China sends strongest signal yet to stamp out women, child trafficking

(Xinhua) 09:38, March 31, 2022

BEIJING, March 30 (Xinhua) -- The Chinese government is weaving an even stronger protection net for women and children, with a resolute stance voiced and tough measures pledged against human trafficking.

Following an alleged case of abuse against a woman in east China that grabbed much attention in February, a 10-month nationwide operation has been launched to crack down on the abduction and trafficking of women and children starting from March 1 to better protect these groups.

Premier Li Keqiang has made an instruction to ensure solid progress in this campaign -- which requires thorough investigations into related cases, rescuing the victims timeously, ensuring proper follow-up settlement and bringing criminals to justice -- another testament to the country's resolve to root out women and child trafficking in a rigorous manner.

Local authorities acted swiftly. A guideline targeting human trafficking issued by northwest China's Gansu Province set out tailored tasks, including prohibiting giving birth in others' names, strengthening management of marriage registration and fighting fake paternity tests.

"It is the bottom line of a civilized society to say no to the crime of human trafficking," said Jiang Yue, a professor of the School of Law, Xiamen University.

From top-level design to specific measures, a strong signal has been sent that China is willing to go the extra mile to ensure these vulnerable groups enjoy better protection.

The Chinese government takes safeguarding people's legitimate rights and interests as its top priority. This year's government work report clearly stated cracking down on the trafficking and buying of women and children.
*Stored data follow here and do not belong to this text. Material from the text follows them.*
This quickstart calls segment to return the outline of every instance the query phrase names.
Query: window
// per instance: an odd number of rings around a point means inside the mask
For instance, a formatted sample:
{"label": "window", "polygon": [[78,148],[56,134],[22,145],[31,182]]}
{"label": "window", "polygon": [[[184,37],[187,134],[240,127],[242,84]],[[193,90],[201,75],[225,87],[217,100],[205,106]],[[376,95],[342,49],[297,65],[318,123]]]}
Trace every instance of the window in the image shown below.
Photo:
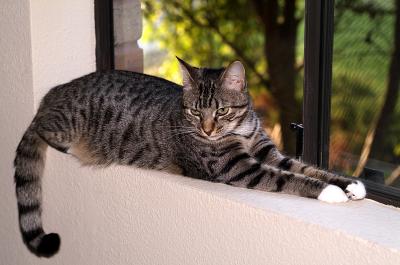
{"label": "window", "polygon": [[181,82],[175,56],[202,67],[242,61],[265,129],[295,154],[290,123],[302,120],[304,1],[141,2],[145,73]]}
{"label": "window", "polygon": [[304,159],[362,177],[370,198],[399,206],[396,4],[307,2]]}
{"label": "window", "polygon": [[96,68],[98,71],[114,69],[113,1],[95,0]]}
{"label": "window", "polygon": [[[400,58],[392,49],[398,38],[394,2],[96,0],[98,69],[144,69],[179,82],[176,55],[195,66],[217,67],[239,59],[246,65],[255,107],[275,142],[294,155],[296,135],[289,125],[303,123],[302,159],[354,176],[371,124],[385,105],[390,58]],[[137,30],[141,16],[142,37]],[[371,179],[382,182],[379,172],[384,181],[399,175],[397,98],[390,97],[395,107],[385,126],[390,133],[383,134],[390,137],[376,133],[391,148],[389,158],[384,149],[380,159],[385,167],[368,159],[361,164],[370,198],[394,205],[400,204],[399,189]]]}

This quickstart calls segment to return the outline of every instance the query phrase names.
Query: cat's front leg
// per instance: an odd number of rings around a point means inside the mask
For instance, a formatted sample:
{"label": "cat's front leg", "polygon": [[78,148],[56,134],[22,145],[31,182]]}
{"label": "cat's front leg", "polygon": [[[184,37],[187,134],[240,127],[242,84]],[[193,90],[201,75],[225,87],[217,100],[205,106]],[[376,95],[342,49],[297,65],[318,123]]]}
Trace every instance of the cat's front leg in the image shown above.
{"label": "cat's front leg", "polygon": [[334,173],[304,164],[296,159],[292,159],[289,157],[283,157],[278,166],[288,168],[292,172],[297,172],[306,176],[318,178],[328,182],[329,184],[339,186],[352,200],[361,200],[364,199],[366,196],[365,186],[360,180],[345,178],[343,176],[339,176]]}
{"label": "cat's front leg", "polygon": [[342,189],[319,179],[262,165],[247,153],[236,153],[220,165],[217,182],[236,187],[283,192],[325,202],[346,202]]}
{"label": "cat's front leg", "polygon": [[287,157],[279,152],[267,136],[262,136],[255,142],[251,148],[251,153],[262,164],[275,166],[282,170],[306,175],[338,186],[352,200],[361,200],[366,196],[365,186],[361,181],[345,178]]}

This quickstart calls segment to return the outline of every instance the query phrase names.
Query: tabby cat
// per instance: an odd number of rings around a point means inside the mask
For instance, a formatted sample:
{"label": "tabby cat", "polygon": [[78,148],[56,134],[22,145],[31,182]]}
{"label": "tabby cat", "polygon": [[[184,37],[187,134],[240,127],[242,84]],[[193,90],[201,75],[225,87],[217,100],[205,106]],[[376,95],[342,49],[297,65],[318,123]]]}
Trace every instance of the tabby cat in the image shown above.
{"label": "tabby cat", "polygon": [[127,71],[95,72],[51,89],[16,151],[19,225],[27,247],[50,257],[58,234],[41,220],[47,146],[84,165],[131,165],[325,202],[359,200],[360,181],[278,151],[252,108],[245,70],[196,68],[179,59],[183,86]]}

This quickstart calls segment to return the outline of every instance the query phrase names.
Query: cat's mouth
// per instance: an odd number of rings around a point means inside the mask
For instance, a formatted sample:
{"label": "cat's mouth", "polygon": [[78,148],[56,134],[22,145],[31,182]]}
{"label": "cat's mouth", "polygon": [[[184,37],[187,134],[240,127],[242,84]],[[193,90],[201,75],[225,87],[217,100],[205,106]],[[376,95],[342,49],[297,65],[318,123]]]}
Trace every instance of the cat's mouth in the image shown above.
{"label": "cat's mouth", "polygon": [[204,136],[206,139],[211,140],[211,141],[216,141],[221,139],[221,135],[212,135],[212,136]]}
{"label": "cat's mouth", "polygon": [[224,136],[224,134],[218,130],[212,131],[210,134],[205,133],[203,130],[200,130],[199,134],[202,138],[205,138],[210,141],[220,140]]}

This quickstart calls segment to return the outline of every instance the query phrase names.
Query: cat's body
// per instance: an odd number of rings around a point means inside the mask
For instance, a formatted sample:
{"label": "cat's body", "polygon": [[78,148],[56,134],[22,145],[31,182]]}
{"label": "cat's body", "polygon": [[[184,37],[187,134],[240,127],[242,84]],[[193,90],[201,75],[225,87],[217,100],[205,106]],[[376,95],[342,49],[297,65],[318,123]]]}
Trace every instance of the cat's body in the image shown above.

A 10-year action plan targeting human trafficking was issued in April 2021, and before that, two similar plans have been rolled out and put in place covering the period from 2008 to 2020.

Resonating voices were also heard during the legislative session from the country's top court and top procuratorate, which in their work reports vowed corresponding actions to be taken to create a better legal environment for the protection of women and children.

In 2022, the Supreme People's Court will "severely crack down on sexual abuse and the trafficking of women and children," and the Supreme People's Procuratorate will also "prioritize prosecuting crimes that infringe upon the personal rights of women and children," according to the reports.

"The reports respond to public concern, so our people can rest assured," said deputy to the National People's Congress (NPC) Wang Yan, who proposed tougher punishment on criminals involved in women and child trafficking.

In a bid to improve legislation to satisfy the people's needs and keep abreast with the times, the NPC, China's top legislature, will revise the Law on the Protection of Rights and Interests of Women this year.

Looking to the future, lawyer Fu Xusong, from the port city of Xiamen, suggested incorporating the women and child trafficking crackdown into grassroots governance, building a community-based system for preventing such crimes and mobilizing more social forces to pitch in.